Ms Portman was reported missing in June last year and her body was found in a pit at the back of a rural Ardmore address three months later.

Rigby told the High Court at Auckland yesterday how he drove Ms Portman’s car to Hamilton in convoy with Te Awa because he had been threatened by the murder accused.

Once there, Rigby said he watched Te Awa strangle her to death with a makeshift noose as she sat in the boot of her car in a dimly-lit industrial area.

Defence counsel Peter Kaye said Rigby’s story was a ‘‘fabricatio­n’’.
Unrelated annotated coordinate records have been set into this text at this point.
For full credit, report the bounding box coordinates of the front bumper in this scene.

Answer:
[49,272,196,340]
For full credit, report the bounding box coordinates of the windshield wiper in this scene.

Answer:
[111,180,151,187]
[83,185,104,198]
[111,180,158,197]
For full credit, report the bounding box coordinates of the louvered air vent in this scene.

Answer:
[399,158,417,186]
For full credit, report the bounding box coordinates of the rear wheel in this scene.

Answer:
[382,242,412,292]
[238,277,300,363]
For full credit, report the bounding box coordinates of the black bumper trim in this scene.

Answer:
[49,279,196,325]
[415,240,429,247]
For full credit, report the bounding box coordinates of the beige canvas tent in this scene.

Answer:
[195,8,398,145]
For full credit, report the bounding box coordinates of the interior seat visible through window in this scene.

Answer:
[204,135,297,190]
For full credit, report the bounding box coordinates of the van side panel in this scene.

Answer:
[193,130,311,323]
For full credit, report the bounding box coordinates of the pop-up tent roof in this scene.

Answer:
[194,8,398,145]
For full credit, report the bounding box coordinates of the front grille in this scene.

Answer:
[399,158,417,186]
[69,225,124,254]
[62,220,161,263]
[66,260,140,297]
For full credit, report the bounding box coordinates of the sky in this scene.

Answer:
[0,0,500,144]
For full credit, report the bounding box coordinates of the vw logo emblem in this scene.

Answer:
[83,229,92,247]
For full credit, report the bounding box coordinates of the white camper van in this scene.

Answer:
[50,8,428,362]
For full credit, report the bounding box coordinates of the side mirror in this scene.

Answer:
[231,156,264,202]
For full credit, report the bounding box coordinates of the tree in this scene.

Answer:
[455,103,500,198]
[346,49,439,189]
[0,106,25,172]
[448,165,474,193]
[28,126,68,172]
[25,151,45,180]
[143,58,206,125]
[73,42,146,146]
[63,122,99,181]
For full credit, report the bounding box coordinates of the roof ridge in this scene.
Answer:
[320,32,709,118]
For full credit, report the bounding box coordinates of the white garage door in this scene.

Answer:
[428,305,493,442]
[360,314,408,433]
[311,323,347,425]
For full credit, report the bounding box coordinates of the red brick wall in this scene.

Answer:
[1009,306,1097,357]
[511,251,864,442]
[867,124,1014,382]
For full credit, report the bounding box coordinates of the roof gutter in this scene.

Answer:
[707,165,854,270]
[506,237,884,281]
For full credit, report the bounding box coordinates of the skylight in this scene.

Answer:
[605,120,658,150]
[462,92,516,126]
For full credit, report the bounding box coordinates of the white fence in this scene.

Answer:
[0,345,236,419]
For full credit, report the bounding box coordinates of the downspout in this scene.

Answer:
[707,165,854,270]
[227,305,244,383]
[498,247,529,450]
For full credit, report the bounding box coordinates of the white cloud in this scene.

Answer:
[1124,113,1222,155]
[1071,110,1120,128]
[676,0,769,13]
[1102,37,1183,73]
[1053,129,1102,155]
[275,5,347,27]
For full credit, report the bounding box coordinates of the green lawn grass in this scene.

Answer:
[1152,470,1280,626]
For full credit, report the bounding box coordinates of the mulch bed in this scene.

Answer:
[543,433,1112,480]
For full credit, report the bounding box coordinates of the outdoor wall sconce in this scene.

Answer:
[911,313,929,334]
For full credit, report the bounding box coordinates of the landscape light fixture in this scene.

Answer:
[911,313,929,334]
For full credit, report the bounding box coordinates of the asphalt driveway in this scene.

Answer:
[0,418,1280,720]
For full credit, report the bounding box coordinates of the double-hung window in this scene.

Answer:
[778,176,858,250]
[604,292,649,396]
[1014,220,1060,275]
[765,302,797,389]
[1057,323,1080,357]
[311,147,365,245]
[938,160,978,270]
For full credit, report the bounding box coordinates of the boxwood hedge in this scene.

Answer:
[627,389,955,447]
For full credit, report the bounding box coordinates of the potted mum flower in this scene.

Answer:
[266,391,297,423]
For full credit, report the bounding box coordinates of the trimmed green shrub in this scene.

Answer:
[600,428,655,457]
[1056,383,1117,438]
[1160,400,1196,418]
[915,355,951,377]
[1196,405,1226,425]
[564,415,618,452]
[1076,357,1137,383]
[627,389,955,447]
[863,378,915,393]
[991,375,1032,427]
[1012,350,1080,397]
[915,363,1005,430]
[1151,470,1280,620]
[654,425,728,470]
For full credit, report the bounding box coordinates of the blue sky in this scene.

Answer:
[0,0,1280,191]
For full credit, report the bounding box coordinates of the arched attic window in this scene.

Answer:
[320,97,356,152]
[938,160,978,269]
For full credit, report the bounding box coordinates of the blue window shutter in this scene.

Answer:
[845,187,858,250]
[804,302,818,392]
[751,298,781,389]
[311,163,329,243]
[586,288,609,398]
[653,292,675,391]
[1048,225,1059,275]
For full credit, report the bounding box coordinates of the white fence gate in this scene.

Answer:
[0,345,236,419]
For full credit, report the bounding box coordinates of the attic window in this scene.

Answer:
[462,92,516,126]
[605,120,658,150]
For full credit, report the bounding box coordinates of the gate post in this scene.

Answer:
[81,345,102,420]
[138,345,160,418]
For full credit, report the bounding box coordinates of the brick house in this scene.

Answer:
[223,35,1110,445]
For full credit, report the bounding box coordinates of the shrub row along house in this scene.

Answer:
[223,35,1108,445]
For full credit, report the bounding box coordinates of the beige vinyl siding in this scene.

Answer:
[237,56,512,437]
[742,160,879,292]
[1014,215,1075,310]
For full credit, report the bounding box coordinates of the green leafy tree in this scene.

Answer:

‘‘Did you not only kidnap Rae Portman, but did you kill her? You know quite a few details, don’t you?’’

Rigby flatly denied murder but was pressed by Mr Kaye on why he did not drive away from Te Awa or call the police when he had the chance.

‘‘When [Te Awa’s] an angry man, he’s a man on a mission. You’ve got to understand that when he speaks in that tone he’s got to be taken seriously and it’s for the long term too,’’ Rigby said.

He said he regretted his actions.

‘‘There was a lot of opportunit­y through these events I could’ve got help and that’s why they charged me with kidnapping,’’ he said.

‘‘There were many times when thought about driving away but didn’t.’’

Mr Kaye said the pair drove to Hamilton simply to take the car to the wreckrs and Ms Portman’s body had not in fact been in the boot.

He suggested she was killed over ‘‘drug rip-offs’’ but Rigby said he did not have anything to do with Ms Portman’s drug dealings.

In April Rigby was given a reduced sentence of three years and nine months after agreeing to assist police with their investigat­ion.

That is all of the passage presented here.